Portland cement could be useful here if you are not trying to make beer. I’m not sure why you would want to raise hardness to 750 mg/l for beer purposes.
Treated or untreated? That may be the municipal water where the brewery is. If that’s the case it tells you next to nothing about what the brewery does to treat the water for brewing HT.
Heady Topper is an interesting beer. I wonder how much the nucleation points of the torn aluminium tab play in the ‘from the can’ taste of it.
I wonder if that’s not the reason I generally hate canned beer and soda. I always chalked it up to aluminium salts, and years of working with metal making me overly sensative.

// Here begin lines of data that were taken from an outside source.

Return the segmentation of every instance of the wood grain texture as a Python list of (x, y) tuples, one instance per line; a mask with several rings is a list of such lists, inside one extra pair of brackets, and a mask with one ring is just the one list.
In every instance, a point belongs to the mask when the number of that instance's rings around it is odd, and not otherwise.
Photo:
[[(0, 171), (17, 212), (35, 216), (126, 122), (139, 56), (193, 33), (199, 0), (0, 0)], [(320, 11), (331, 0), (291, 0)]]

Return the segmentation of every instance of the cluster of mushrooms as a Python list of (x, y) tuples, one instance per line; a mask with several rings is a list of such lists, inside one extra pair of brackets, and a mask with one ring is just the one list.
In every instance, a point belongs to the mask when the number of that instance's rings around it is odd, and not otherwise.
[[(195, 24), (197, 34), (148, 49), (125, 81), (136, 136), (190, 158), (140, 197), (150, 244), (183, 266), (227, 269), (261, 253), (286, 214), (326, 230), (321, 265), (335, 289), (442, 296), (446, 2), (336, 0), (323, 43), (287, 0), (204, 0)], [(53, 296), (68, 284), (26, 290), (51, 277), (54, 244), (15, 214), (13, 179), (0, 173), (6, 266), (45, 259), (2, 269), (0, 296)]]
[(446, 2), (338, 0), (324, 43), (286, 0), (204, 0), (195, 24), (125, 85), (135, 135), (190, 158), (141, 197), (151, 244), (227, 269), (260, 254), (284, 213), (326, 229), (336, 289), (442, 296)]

750 mg/l of hardness is not the true goal for Heady Topper. Speculation on homebrew talk indicates that the hardness may be that high for the mash water but the water is very low in minerals for the sparge to arrive at a more sensible overall mineral profile. I would recommend starting with RO water because your water is too high in chloride to achieve the desired effect.
Well, the equation for calculating total hardness is [(Ca/20)+(Mg/12.5)]*50
Assuming you are going to leave Mg alone and solving the equation for Ca tells you total Ca would need to be 261.6 ppm, so you need to add 186.6 ppm of Ca.
1 gram of gypsum in one gallon of water adds 61.5 ppm of Ca (as well as 147.4 ppm of sulfate).
Divide 186.6 by 61.5, and the result is 3.03. So you need to add 3.03 grams of gypsum per gallon of brewing water to bring your total hardness to 750 ppm.
I’ve never brewed with a water profile that comes anywhere close to that, but it doesn’t look good to me. Your mash pH will likely be far lower than desirable.
You could also use magnesium sulfate to get there, but at 24 ppm, your magnesium level is already getting pretty high. One gram of magnesium sulfate in one gallon of water adds 26 ppm magnesium and 103 ppm sulfate.
Personally, I would ditch the goal of 750 ppm total hardness, and I would either cut that water heavily (like 75%) with distilled water and add back a bit of gypsum (maybe like half a gram per gallon) or start with all distilled or RO water and build from there.
If you don’t have one already, consider downloading a copy of Bru’n Water and read the “water knowledge” tab.